Same thing today,, though,,,


"Can you not bother me anymore? I want to focus on my semester exams. I don't want to fail because of you. Enough of our marriage to fail, my education is not!!!" I sniffed that afternoon at her who was already flashing with a sickening smile at the campus gate.


"I just want to take you home, Da." he said this time.


"I can go home by myself. I remember the way home. My brain is sane. I still know what is right and what is wrong. My brain is still in the right place. Not in a snore like your brain!!" ketusku again.


"You can and are free to say whatever it is. As long as it can reduce your anger at me. I'm willing Da. I accept all your harsh words." he said.

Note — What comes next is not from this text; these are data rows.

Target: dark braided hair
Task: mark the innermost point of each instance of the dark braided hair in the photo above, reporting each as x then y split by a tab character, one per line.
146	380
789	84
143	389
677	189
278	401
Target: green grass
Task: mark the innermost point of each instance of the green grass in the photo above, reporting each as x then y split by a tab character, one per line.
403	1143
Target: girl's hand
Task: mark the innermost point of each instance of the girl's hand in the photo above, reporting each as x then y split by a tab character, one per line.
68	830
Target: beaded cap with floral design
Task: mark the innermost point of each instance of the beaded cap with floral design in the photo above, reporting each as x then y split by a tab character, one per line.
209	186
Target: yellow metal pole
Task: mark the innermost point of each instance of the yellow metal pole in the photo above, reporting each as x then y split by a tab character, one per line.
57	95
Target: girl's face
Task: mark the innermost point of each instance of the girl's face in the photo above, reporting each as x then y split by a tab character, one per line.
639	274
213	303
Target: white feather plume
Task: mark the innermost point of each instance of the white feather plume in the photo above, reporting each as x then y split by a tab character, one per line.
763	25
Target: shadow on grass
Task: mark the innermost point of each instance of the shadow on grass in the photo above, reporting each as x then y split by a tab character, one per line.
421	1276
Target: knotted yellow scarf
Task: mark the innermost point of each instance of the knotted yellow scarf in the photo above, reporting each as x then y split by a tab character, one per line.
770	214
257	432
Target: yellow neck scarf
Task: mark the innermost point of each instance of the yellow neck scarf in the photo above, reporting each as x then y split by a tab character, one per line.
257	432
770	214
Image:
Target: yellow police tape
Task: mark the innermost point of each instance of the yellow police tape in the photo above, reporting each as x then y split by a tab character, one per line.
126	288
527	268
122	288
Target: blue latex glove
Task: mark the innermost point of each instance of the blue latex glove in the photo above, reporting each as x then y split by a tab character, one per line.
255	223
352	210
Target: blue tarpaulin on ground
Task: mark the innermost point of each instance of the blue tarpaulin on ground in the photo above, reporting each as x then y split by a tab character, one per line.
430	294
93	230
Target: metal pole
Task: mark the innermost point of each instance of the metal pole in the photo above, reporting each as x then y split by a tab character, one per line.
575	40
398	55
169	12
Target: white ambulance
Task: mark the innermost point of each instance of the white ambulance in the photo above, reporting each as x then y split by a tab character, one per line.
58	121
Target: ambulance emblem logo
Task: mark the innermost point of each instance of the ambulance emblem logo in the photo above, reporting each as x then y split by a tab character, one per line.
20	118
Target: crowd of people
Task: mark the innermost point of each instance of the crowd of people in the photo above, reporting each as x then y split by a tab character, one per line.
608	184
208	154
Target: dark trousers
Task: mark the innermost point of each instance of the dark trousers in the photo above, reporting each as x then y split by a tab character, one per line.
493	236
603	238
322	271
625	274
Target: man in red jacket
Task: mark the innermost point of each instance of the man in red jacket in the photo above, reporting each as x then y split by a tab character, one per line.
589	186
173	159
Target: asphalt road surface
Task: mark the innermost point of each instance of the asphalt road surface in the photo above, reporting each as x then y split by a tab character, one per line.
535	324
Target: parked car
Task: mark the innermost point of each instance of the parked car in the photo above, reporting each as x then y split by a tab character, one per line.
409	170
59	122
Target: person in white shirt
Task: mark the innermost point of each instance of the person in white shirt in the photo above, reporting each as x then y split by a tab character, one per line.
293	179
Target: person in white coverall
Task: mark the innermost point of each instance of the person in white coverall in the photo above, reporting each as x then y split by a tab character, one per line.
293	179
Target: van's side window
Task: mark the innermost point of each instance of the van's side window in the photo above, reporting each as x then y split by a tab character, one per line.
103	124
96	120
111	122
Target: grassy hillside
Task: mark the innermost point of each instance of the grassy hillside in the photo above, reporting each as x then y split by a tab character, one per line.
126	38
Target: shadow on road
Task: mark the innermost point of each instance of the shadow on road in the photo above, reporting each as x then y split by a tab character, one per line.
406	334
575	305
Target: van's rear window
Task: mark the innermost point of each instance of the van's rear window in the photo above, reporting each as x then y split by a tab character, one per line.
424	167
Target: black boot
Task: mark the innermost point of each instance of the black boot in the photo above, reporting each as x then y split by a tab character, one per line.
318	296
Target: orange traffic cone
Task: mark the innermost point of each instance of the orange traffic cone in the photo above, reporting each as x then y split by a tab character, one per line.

"Da, anyway, I'm taking you home today." the cardboard box started blocking my hand.


"Please!!"


"No. I won't let go again. I suffered without you Tone. Please,, I'm sorry. Love me another chance to prove to you that I've changed. I'm not Anton being gi*golo anymore. I have been looking for Da. And that's because of you. Losing you made me realize. I've lost a jewel."


It's a huge box of cardboard!!!


"If you have lost a jewel, then I have lost my taste and you cannot force it to come back. Get off me now!!! Or do you want me to yell??" the threat of female-style men who always work hehehe,,,, the,,,


Anton let go of my hand. Again he lost to me. Letting me walk away carries all the wounds that go back gaping every time he comes back to me.


Luka remembers the bawdy incident with aunt Nancy, with aunt Valencia, and the wound above the heart wound om Ody,,,,, and,,,


I don't feel my tears dripping. Not for my own heart and wounds. For some reason, whenever I remember Ody's weakness, I always cry for him. Really, if there's anything I can do to please her and remove her wound, then I will.


It's just,, nothing. Or rather I don't know what could make him come back cheerful.


The ringing of the phone shocked me and brought me back to the real world. I wipe my tears and I take out my phone. The eyes that had been wet by the tears immediately sparkled to read the name of the caller.


"Hello om's. How are you?" my cheerful broom did not even sound like I was crying.


"Hello darling. Om good is good. Are you healthy, baby?"


"Heath alhamdulillah."


"Have you got a new boyfriend??"


This is the umpteenth time Ody asked something like this. Almost every time he called he had time to ask this question. All right, well, this time I'm just working on him.


"Beloom's chat. Still waiting for the man of my heart to move on first. His tone of desire is just dipacarin the same om Ody." I replied in a joking tone when in the heart deg degan severe.


"Hahaha, you can. Oh yes, next week the divorce determination court om. Can you attend me?" tanyanya diverted the conversation.


"Must be won? Very spoiled." I chanted.


"If you're not busy" he replied seriously.


"Look at my college schedule first." I didn't promise.


"Ok darling. Yes already. I want to meet first."


"Yes, dear. Yaa spirit. Remember,, Move on!!"


"Move on continues to be your girlfriend right? Hahaha,," he exclaimed then laughed loosely.


He's the one who jokes so I'm the more baper,, Duh om,, it's hard you know move on from om. Don't destroy my fortifications om,,,,, you,,,,


But at least today I can hear him laugh again. I have long missed that laugh. And glad, that laugh was because of me.